Hohe Auszeichnung für Absolvent Konrad Huber
Bei der diesjährigen Diplomandenehrung des Vereins Deutscher Ingenieure VDI und des Verbands der Elektrotechnik, Elektronik, Informationstechnik VDE sind 23 Verfasser hervorragender Diplom- und Masterarbeiten südbayerischer Hochschulen ausgezeichnet worden. Darunter mit Konrad Huber auch ein Absolvent der Hochschule Landshut.
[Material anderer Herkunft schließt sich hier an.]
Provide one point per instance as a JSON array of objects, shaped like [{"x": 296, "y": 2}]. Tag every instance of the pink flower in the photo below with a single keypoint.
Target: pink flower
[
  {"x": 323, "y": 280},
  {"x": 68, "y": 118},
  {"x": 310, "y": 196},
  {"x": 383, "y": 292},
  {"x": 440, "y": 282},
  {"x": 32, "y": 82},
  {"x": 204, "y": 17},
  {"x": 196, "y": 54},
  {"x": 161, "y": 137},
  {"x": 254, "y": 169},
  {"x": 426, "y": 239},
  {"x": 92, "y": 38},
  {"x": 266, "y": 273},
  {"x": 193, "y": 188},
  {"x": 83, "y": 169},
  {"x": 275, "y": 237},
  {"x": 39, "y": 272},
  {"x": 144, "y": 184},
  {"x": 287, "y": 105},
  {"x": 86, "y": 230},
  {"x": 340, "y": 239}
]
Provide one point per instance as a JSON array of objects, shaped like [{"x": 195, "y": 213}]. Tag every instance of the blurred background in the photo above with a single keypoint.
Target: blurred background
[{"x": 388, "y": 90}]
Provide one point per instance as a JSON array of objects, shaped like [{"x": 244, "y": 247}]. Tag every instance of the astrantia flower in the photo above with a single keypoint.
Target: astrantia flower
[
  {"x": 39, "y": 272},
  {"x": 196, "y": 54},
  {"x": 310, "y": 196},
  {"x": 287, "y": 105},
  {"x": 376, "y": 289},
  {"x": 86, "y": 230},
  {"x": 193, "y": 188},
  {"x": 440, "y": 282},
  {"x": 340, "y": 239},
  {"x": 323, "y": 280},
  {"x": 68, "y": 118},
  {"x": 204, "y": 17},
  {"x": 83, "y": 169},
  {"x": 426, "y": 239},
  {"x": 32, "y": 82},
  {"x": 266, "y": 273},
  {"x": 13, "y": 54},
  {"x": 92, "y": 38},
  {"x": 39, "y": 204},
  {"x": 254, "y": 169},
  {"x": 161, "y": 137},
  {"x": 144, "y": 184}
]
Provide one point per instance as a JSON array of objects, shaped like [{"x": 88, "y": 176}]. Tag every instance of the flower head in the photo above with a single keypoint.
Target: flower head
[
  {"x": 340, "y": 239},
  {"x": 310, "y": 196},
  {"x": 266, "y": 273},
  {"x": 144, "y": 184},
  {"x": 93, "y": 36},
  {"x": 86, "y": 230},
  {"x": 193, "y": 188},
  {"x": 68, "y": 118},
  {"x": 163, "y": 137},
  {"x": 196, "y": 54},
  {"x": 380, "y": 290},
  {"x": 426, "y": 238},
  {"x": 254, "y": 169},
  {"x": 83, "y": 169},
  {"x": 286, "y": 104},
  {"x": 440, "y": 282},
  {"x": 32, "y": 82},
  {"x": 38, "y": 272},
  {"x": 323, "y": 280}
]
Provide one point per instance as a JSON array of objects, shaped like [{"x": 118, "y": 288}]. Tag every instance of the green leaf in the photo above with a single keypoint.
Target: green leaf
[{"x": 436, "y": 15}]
Die Urkunden wurden in festlichem Rahmen im Bayerischen Staatsministerium für Wirtschaft, Infrastruktur, Verkehr und Technologie in München überreicht. Als Repräsentantin des Wirtschaftsministeriums begrüßte Staatssekretärin Katja Hessel die Festversammlung. Sie dankte VDI und VDE für ihr vorbildliches Engagement "als Fürsprecher des ingenieurwissenschaftlichen Nachwuchses" und hob den Wert von Auszeichnungen hervor: "gerade bei Bildung und Ausbildung ist es ein Muss, Erfolge öffentlich zu belobigen", denn Wissen und Können seien der Schlüssel zum Erfolg für die junge Generation.
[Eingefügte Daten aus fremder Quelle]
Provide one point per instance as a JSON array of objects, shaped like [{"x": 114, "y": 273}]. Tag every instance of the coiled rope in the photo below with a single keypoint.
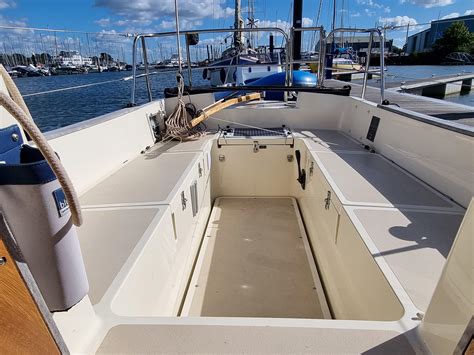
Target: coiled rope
[
  {"x": 16, "y": 106},
  {"x": 177, "y": 124}
]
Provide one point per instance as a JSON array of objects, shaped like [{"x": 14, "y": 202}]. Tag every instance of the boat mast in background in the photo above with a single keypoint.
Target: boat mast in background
[
  {"x": 238, "y": 23},
  {"x": 297, "y": 19}
]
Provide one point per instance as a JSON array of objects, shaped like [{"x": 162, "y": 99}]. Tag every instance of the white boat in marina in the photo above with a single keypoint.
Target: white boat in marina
[{"x": 326, "y": 224}]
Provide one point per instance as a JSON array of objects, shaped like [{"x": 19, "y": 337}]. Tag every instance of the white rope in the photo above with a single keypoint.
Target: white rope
[
  {"x": 177, "y": 124},
  {"x": 15, "y": 108}
]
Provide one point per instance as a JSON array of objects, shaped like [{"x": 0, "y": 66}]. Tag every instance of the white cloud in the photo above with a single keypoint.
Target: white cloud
[
  {"x": 374, "y": 5},
  {"x": 451, "y": 15},
  {"x": 184, "y": 24},
  {"x": 151, "y": 10},
  {"x": 283, "y": 25},
  {"x": 429, "y": 3},
  {"x": 397, "y": 21},
  {"x": 5, "y": 4},
  {"x": 369, "y": 12},
  {"x": 307, "y": 22},
  {"x": 103, "y": 22}
]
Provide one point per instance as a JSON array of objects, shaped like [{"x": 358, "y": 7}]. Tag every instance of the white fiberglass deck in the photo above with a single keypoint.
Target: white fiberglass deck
[{"x": 255, "y": 262}]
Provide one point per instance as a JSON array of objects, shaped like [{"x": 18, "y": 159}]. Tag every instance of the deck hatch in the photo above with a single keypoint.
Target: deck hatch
[{"x": 257, "y": 132}]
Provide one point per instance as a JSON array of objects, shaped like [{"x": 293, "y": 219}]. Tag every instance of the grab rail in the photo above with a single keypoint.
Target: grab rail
[{"x": 371, "y": 32}]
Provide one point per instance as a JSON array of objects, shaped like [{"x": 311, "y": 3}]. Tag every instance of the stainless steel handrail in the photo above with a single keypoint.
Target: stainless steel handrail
[
  {"x": 371, "y": 32},
  {"x": 143, "y": 36}
]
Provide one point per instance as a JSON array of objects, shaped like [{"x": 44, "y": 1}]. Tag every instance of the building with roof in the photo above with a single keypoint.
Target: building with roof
[{"x": 423, "y": 41}]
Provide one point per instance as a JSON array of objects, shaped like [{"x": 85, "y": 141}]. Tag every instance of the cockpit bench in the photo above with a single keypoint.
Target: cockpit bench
[{"x": 407, "y": 226}]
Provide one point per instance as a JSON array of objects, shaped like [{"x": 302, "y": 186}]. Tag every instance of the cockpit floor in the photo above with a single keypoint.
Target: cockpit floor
[{"x": 255, "y": 262}]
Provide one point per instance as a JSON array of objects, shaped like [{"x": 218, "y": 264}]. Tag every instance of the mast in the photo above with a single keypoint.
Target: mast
[
  {"x": 333, "y": 46},
  {"x": 297, "y": 21},
  {"x": 238, "y": 23}
]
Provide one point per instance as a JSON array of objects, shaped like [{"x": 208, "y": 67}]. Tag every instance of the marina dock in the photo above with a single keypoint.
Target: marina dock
[
  {"x": 445, "y": 110},
  {"x": 437, "y": 86}
]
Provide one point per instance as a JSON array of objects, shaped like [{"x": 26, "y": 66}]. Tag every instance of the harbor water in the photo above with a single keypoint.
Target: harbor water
[{"x": 53, "y": 105}]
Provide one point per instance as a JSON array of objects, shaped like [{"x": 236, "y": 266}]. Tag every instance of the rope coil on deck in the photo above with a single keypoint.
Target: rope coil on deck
[{"x": 177, "y": 124}]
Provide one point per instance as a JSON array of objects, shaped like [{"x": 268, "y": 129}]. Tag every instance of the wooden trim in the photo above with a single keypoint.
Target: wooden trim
[
  {"x": 22, "y": 326},
  {"x": 222, "y": 105}
]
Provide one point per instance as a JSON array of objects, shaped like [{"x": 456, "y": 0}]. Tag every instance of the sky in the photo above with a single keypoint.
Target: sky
[{"x": 134, "y": 16}]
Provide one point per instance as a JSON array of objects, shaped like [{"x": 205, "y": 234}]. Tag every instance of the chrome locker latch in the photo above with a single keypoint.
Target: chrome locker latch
[
  {"x": 327, "y": 200},
  {"x": 183, "y": 200}
]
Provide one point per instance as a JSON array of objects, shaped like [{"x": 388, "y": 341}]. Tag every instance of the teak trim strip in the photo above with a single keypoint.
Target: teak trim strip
[{"x": 218, "y": 106}]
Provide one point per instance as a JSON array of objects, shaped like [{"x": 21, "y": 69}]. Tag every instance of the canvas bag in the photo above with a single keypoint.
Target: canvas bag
[{"x": 38, "y": 216}]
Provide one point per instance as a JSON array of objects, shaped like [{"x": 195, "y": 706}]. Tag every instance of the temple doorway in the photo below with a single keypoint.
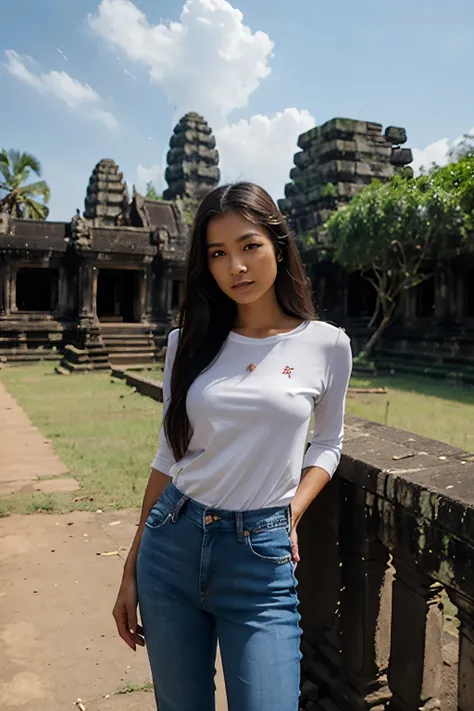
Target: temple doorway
[
  {"x": 117, "y": 295},
  {"x": 361, "y": 297},
  {"x": 36, "y": 289}
]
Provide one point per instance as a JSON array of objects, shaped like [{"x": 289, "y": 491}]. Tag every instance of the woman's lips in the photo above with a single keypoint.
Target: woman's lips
[{"x": 242, "y": 285}]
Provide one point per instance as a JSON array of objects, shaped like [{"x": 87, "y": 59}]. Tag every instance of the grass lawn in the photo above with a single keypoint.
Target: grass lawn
[
  {"x": 106, "y": 434},
  {"x": 429, "y": 408}
]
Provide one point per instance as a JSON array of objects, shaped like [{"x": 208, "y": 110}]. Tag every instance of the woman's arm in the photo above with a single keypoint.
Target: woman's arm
[
  {"x": 324, "y": 452},
  {"x": 157, "y": 483}
]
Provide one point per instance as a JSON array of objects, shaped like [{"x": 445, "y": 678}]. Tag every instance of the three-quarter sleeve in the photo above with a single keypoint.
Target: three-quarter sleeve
[
  {"x": 326, "y": 442},
  {"x": 164, "y": 458}
]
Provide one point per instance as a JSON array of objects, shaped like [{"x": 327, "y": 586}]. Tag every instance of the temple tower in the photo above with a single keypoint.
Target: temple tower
[
  {"x": 106, "y": 203},
  {"x": 335, "y": 162},
  {"x": 193, "y": 161}
]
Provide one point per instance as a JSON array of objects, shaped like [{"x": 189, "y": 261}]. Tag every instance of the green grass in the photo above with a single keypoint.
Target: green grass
[
  {"x": 104, "y": 433},
  {"x": 130, "y": 688},
  {"x": 428, "y": 408}
]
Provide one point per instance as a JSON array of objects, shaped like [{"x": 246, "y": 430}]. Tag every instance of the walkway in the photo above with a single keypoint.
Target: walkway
[
  {"x": 25, "y": 455},
  {"x": 58, "y": 641}
]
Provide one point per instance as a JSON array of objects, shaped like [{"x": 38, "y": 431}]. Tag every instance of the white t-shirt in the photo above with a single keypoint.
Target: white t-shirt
[{"x": 250, "y": 426}]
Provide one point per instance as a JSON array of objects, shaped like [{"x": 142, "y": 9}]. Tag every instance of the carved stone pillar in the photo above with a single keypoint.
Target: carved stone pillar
[
  {"x": 13, "y": 273},
  {"x": 142, "y": 295},
  {"x": 365, "y": 603},
  {"x": 417, "y": 627},
  {"x": 465, "y": 607},
  {"x": 95, "y": 278},
  {"x": 3, "y": 271},
  {"x": 150, "y": 288},
  {"x": 85, "y": 290},
  {"x": 62, "y": 299}
]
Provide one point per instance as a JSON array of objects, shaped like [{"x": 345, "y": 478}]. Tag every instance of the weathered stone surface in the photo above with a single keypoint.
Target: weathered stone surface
[
  {"x": 402, "y": 156},
  {"x": 106, "y": 203},
  {"x": 336, "y": 161},
  {"x": 396, "y": 135},
  {"x": 193, "y": 161},
  {"x": 407, "y": 501}
]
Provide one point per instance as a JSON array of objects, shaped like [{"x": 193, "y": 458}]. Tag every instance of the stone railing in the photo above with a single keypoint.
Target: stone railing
[{"x": 385, "y": 548}]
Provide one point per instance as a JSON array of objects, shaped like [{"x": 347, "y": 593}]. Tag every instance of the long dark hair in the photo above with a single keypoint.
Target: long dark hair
[{"x": 207, "y": 315}]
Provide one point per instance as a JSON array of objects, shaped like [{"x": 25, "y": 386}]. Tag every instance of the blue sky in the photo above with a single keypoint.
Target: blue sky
[{"x": 260, "y": 78}]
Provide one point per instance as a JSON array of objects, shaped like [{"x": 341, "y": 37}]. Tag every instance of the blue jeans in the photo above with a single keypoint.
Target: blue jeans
[{"x": 206, "y": 576}]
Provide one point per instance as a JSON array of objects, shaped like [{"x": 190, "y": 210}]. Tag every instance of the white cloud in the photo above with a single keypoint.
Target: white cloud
[
  {"x": 261, "y": 149},
  {"x": 77, "y": 96},
  {"x": 441, "y": 152},
  {"x": 209, "y": 61},
  {"x": 154, "y": 174}
]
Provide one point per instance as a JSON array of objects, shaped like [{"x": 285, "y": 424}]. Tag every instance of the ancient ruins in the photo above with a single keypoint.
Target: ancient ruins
[
  {"x": 103, "y": 288},
  {"x": 434, "y": 331}
]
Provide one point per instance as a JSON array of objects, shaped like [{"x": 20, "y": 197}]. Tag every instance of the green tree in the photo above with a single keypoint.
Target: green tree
[
  {"x": 391, "y": 231},
  {"x": 151, "y": 192},
  {"x": 17, "y": 196}
]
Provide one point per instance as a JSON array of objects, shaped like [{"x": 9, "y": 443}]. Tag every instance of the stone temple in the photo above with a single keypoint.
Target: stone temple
[{"x": 103, "y": 288}]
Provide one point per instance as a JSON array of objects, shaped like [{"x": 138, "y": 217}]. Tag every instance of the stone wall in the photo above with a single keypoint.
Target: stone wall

Als bester Absolvent des Masterstudiengangs „Elektrotechnik“ an der Hochschule Landshut konnte auch Konrad Huber aus Tiefenbach den VDI/VDE – Preis entgegennehmen. Huber hat bereits sein Elektrotechnik-Diplomstudium mit Auszeichnung bestanden und danach den Masterabschluss mit der Gesamtnote „sehr gut“ absolviert. Seine Abschlussarbeit befasst sich mit der Regelung eines hochdynamischen Schrittmotorantriebs zur steuerungstechnischen und energetischen Optimierung ei-ner Bestückungsmaschine. In seiner Laudatio würdigte Prof. Dr. Wilhelm Schönberger die Leistung von Huber, „die Masterarbeit von Herrn Konrad Huber hat die Qualität einer Doktorarbeit!“
Anlass für das Thema seiner Abschlussarbeit und die Neuentwicklung derartiger Anlagen ist der enorme Kostendruck, welchem deutsche Hersteller weltweit ausgesetzt sind. Kostengünstige Gesamtlösungen lassen sich nur durch den Einsatz neuer Sensorik und Aktorik und die Reduktion der Bauteile auf ein absolutes Mindestmaß bei gleichzeitiger Einhaltung bzw. Verbesserung der bisherigen Qualitätsanforderungen erreichen. Hierzu sind intelligente Ingenieurlösungen gefragt, die es erlauben, den bisher notwendigen und kostenintensiven Hardwareeinsatz durch kluge mathematisch/technische Algorithmen zu ersetzen.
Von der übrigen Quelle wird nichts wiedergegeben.